Yes, this sets up defenders of liberal education in opposition to the educational establishment, both in K-12 and in higher education. The general tenor of both levels of education is antagonistic to liberal education. And, yes, often education has been politicized from the left. For example, the state of Minnesota is attempting to work “Critical Social Justice” curriculum into K-12 education, while the University of Minnesota requires students to take classes in “Race, Power, and Justice” in order to graduate. By one report, the controversial 1619 Project history curriculum is used in over 4,500 schools.
But to respond by making a reciprocal push for “conservative” education is a mistake. First, there are those who are dissatisfied with left-leaning education and who are potential friends to a sound liberal education yet are not political conservatives or interested in a partisan effort to rework education. Framing educational reform as “Republican” or “conservative” alienates potential friends who don’t view themselves as members of either of those camps. Furthermore, teachers and college faculty, who are often unfriendly to conservative politics, do not want to see themselves as pawns in a partisan game (for both good and bad reasons). The more education reform is couched in ideological or partisan terms, the less likely it is to succeed. Second, and more importantly, as I have been trying to argue, good education is not “political” in the narrow sense. The goal should not be to educate into a conservative worldview any more than it should be to educate into a “social justice” worldview. While I think good liberal education pushes back against certain progressive assumptions, it does not preclude them. We cannot turn education into yet another partisan football.
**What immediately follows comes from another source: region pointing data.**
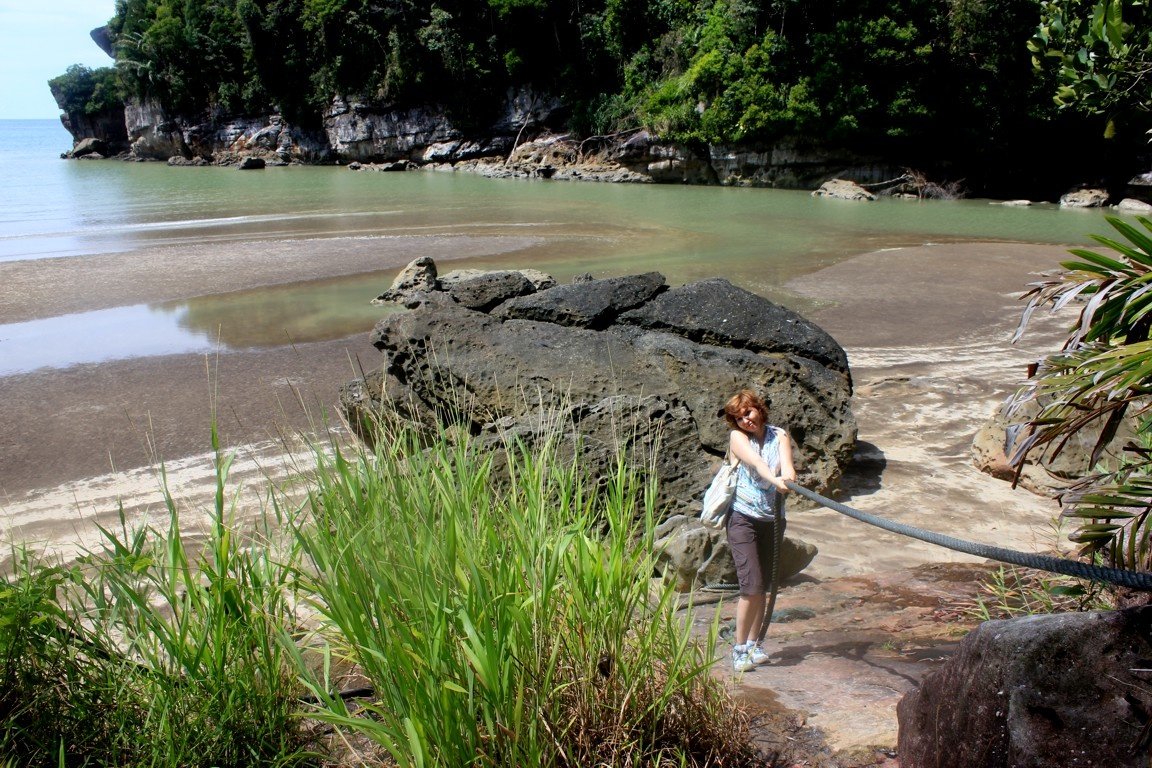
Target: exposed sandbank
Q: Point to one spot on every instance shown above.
(926, 331)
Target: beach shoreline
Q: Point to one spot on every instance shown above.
(926, 332)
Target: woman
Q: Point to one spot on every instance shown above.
(765, 464)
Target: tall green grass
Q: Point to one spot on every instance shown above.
(501, 607)
(506, 623)
(151, 651)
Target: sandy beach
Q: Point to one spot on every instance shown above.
(926, 331)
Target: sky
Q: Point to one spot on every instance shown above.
(40, 39)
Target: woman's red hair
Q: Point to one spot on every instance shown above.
(739, 405)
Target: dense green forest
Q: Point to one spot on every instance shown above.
(975, 82)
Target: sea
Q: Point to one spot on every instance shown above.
(85, 210)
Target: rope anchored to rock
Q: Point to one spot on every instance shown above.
(1131, 579)
(1141, 580)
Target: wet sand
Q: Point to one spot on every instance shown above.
(926, 332)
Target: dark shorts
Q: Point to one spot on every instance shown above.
(750, 541)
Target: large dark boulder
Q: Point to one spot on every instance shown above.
(1037, 692)
(718, 313)
(621, 365)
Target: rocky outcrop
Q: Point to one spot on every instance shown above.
(1131, 205)
(1041, 473)
(1084, 198)
(151, 134)
(624, 360)
(373, 136)
(1036, 692)
(842, 189)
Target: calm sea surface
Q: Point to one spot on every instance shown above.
(758, 238)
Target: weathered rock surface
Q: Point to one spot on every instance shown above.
(520, 142)
(843, 190)
(1036, 692)
(1043, 473)
(90, 146)
(1132, 205)
(1084, 198)
(626, 360)
(694, 556)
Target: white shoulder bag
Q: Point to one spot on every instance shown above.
(719, 496)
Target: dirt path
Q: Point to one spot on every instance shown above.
(926, 332)
(927, 336)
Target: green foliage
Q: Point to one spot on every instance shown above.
(1012, 592)
(1101, 52)
(918, 75)
(86, 91)
(1101, 377)
(506, 621)
(150, 653)
(502, 611)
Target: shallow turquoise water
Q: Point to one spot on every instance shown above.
(756, 237)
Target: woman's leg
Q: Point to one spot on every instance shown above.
(744, 541)
(749, 616)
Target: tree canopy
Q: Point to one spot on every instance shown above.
(931, 77)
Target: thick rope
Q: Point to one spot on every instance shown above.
(1139, 580)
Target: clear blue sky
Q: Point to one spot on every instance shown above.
(38, 40)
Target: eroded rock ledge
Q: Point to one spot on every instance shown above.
(628, 359)
(623, 362)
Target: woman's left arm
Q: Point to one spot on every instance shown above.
(787, 469)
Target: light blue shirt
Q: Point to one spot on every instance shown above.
(755, 496)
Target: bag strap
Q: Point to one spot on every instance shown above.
(728, 458)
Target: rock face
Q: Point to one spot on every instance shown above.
(1084, 198)
(843, 190)
(626, 360)
(1043, 473)
(694, 556)
(1036, 692)
(370, 135)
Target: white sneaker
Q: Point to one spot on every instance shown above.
(741, 661)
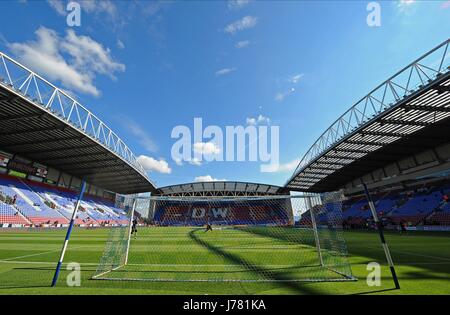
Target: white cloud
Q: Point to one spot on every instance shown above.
(58, 6)
(279, 97)
(237, 4)
(258, 120)
(73, 60)
(152, 165)
(277, 168)
(208, 178)
(245, 23)
(225, 71)
(206, 148)
(242, 44)
(120, 44)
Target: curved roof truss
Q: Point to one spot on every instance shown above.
(412, 99)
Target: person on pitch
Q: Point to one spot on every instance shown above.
(134, 228)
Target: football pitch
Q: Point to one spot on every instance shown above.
(28, 259)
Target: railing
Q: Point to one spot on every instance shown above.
(40, 92)
(401, 85)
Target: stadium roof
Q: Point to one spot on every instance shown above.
(45, 124)
(406, 114)
(220, 188)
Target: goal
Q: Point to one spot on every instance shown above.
(251, 239)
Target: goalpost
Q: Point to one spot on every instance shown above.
(253, 239)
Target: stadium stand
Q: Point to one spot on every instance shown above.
(423, 205)
(26, 203)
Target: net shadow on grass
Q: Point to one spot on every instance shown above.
(263, 272)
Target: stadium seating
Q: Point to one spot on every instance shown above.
(423, 206)
(28, 203)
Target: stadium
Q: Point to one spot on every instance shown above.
(381, 167)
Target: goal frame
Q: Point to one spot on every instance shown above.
(310, 200)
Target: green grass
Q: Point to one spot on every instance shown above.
(27, 261)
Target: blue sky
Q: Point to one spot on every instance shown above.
(146, 67)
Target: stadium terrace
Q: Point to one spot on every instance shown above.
(383, 165)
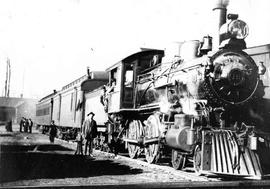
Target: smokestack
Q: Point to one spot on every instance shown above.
(220, 14)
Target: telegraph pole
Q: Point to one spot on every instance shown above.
(8, 75)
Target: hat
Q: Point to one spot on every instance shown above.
(91, 113)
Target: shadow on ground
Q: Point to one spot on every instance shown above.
(42, 162)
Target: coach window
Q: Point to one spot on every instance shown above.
(129, 75)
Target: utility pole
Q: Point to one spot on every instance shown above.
(8, 75)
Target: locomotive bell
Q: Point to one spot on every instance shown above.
(189, 49)
(207, 44)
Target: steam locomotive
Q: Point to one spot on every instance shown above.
(197, 108)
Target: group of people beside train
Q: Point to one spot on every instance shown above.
(26, 125)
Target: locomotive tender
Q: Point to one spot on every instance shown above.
(67, 106)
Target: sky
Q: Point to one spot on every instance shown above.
(51, 42)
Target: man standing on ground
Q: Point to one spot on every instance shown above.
(30, 124)
(53, 131)
(89, 129)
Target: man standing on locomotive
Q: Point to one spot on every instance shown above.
(89, 129)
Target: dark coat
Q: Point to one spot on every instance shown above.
(89, 129)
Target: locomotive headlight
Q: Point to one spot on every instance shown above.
(238, 29)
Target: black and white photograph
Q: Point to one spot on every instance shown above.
(135, 94)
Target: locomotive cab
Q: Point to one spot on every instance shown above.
(122, 78)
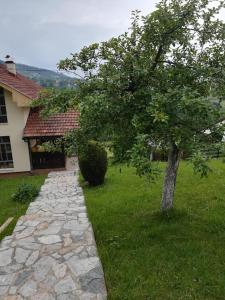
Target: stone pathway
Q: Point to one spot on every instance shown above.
(52, 253)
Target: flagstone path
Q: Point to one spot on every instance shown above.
(52, 253)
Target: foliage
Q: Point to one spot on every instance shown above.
(10, 208)
(163, 79)
(93, 162)
(25, 192)
(200, 164)
(140, 159)
(149, 256)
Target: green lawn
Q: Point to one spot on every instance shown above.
(9, 208)
(149, 256)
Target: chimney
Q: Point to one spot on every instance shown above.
(10, 65)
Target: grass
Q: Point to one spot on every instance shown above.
(146, 255)
(9, 208)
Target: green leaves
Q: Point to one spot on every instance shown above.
(140, 158)
(200, 164)
(162, 80)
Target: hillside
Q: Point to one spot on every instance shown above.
(44, 77)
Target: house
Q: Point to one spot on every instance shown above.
(22, 130)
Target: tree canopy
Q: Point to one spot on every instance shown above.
(159, 84)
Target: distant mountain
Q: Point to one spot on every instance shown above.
(44, 77)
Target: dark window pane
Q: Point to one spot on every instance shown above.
(3, 110)
(3, 113)
(9, 156)
(6, 159)
(2, 100)
(3, 119)
(6, 139)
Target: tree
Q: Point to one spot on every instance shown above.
(160, 83)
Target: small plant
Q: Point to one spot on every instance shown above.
(92, 160)
(25, 193)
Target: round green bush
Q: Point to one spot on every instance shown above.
(25, 193)
(92, 161)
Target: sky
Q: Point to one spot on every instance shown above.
(41, 32)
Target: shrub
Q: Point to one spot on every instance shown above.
(25, 193)
(92, 160)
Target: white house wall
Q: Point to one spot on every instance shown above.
(17, 117)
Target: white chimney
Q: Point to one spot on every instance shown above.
(10, 65)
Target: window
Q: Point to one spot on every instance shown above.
(6, 160)
(3, 114)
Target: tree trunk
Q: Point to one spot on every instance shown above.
(170, 177)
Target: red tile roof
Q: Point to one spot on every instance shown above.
(56, 125)
(20, 83)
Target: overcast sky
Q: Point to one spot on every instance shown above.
(41, 32)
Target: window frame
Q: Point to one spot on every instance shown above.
(3, 107)
(7, 162)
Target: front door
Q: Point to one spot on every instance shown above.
(45, 160)
(48, 160)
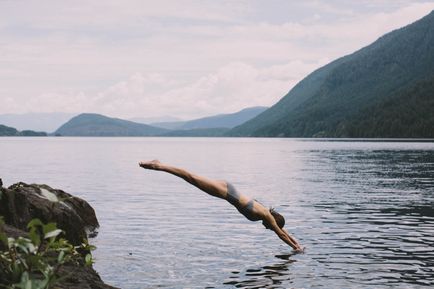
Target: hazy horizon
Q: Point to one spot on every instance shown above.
(182, 59)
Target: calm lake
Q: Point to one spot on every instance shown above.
(364, 210)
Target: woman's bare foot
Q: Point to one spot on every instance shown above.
(151, 165)
(299, 250)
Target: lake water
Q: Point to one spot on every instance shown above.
(364, 210)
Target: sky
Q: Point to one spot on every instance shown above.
(183, 58)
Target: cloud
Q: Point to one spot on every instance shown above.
(185, 58)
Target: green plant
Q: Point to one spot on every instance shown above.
(33, 262)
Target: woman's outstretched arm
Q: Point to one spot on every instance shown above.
(282, 234)
(213, 187)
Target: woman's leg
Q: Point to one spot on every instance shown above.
(215, 188)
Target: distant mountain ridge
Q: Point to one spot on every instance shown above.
(92, 124)
(10, 131)
(228, 120)
(49, 121)
(354, 96)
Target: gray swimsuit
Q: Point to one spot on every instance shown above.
(233, 197)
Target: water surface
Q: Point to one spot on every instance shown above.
(363, 209)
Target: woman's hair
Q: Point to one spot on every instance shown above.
(280, 220)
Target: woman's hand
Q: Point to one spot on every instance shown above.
(151, 165)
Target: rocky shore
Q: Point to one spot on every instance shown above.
(20, 203)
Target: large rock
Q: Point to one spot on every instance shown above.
(21, 203)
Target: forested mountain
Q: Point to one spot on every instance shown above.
(89, 124)
(10, 131)
(382, 90)
(228, 120)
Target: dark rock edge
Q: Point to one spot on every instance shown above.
(22, 202)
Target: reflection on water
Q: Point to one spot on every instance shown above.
(269, 276)
(363, 210)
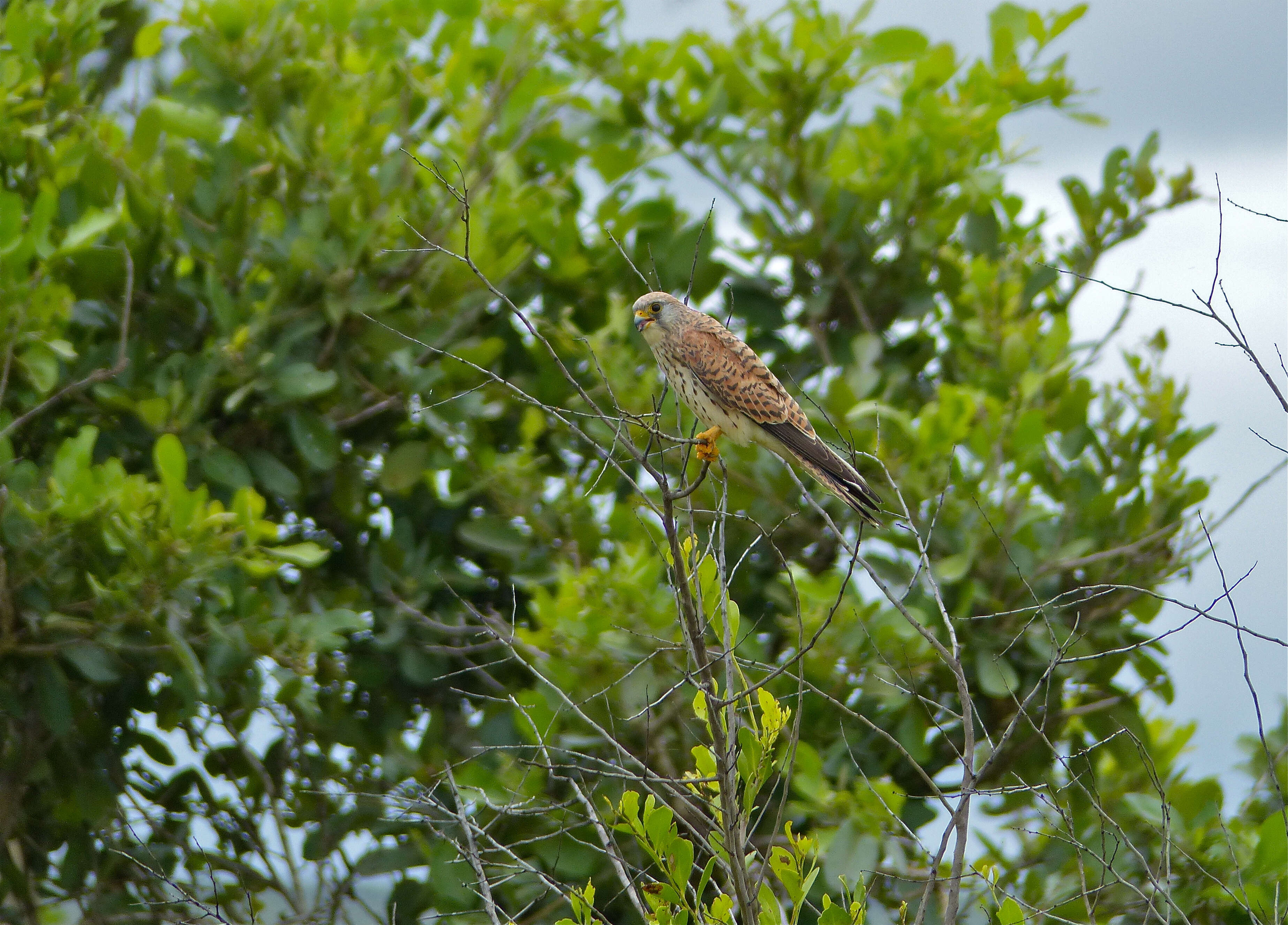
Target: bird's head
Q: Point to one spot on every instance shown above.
(656, 314)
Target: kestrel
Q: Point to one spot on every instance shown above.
(727, 386)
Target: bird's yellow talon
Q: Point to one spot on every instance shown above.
(707, 450)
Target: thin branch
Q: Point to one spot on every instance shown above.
(97, 375)
(697, 249)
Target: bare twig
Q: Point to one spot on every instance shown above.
(97, 375)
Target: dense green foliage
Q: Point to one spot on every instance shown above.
(265, 536)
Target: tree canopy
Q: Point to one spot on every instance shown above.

I do not think education can be neutral. Education necessarily starts with an assumption about who the child is, who we want the child to become, what we want the student to learn, how we will teach students, etc. Because education can never really be neutral, it must be political in the broadest sense. But we must resist it becoming political in the smallest, meanest sense.
Amen!
Very well put. I appreciate your emphasis on the fact that education can never be altogether “apolitical” (for the simple reason that a pure non-biased perspective is unattainable). But what we can do is make education political in the broadest, classically-liberal sense.